Spiel und Spaß in Zeiten sozialer Distanz
Für das Recht auf Spielen
Die psychische Gesundheit von Kindern und Jugendlichen hat im Laufe der Corona-Pandemie gelitten. Das ist das Ergebnis einer aktuellen Studie zu Corona und Psyche (COPSY-Studie).
Der Verein für Kinderspielplätze und Erholung (VKE) setzt sich für das Recht auf Spielen ein: Eine Oase, in der von sozialer Distanz geprägten Corona-Wüste.

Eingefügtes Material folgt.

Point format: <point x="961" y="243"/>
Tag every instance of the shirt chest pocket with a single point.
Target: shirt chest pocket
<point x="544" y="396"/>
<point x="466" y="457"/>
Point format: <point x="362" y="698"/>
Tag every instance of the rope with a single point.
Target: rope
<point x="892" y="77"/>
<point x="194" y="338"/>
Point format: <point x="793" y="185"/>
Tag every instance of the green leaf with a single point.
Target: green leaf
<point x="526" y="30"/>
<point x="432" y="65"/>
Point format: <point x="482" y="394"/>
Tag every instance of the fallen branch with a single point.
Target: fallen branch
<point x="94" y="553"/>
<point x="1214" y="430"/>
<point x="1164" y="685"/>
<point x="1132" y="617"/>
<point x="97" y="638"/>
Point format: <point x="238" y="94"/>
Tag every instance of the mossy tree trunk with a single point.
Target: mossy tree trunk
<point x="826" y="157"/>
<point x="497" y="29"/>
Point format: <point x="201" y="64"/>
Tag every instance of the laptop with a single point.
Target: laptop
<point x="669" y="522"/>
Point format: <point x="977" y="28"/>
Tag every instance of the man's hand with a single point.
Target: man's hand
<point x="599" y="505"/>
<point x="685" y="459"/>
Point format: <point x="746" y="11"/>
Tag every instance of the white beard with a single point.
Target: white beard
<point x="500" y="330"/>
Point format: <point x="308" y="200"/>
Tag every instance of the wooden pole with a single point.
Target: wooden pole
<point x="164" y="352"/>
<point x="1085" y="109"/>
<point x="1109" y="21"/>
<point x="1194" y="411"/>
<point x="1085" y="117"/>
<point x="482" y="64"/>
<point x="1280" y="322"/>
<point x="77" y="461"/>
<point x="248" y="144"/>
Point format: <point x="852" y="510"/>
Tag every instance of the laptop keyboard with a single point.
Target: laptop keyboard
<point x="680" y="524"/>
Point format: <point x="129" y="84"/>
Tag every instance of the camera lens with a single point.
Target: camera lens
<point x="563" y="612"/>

„Ich vermisse die Freiheit“
Die Schülerin Eileen Mittempergher aus Kurtatsch ist elf Jahre alt, ihre Hobbies sind lesen und Theater spielen. „Ich vermisse vor allem die Freiheit, also zum Beispiel seine Freunde umarmen können“, sagt sie im Rückblick auf 2020. Eileen hat vor der Pandemie einen Sportkurs gemacht, der ist weggefallen. Das einzige stattfindende Freizeitangebot ist ein Theaterkurs vom VKE, da sind auch zwei Freundinnen dabei. Den Rest ihrer Freizeit verbringt sie zu Hause.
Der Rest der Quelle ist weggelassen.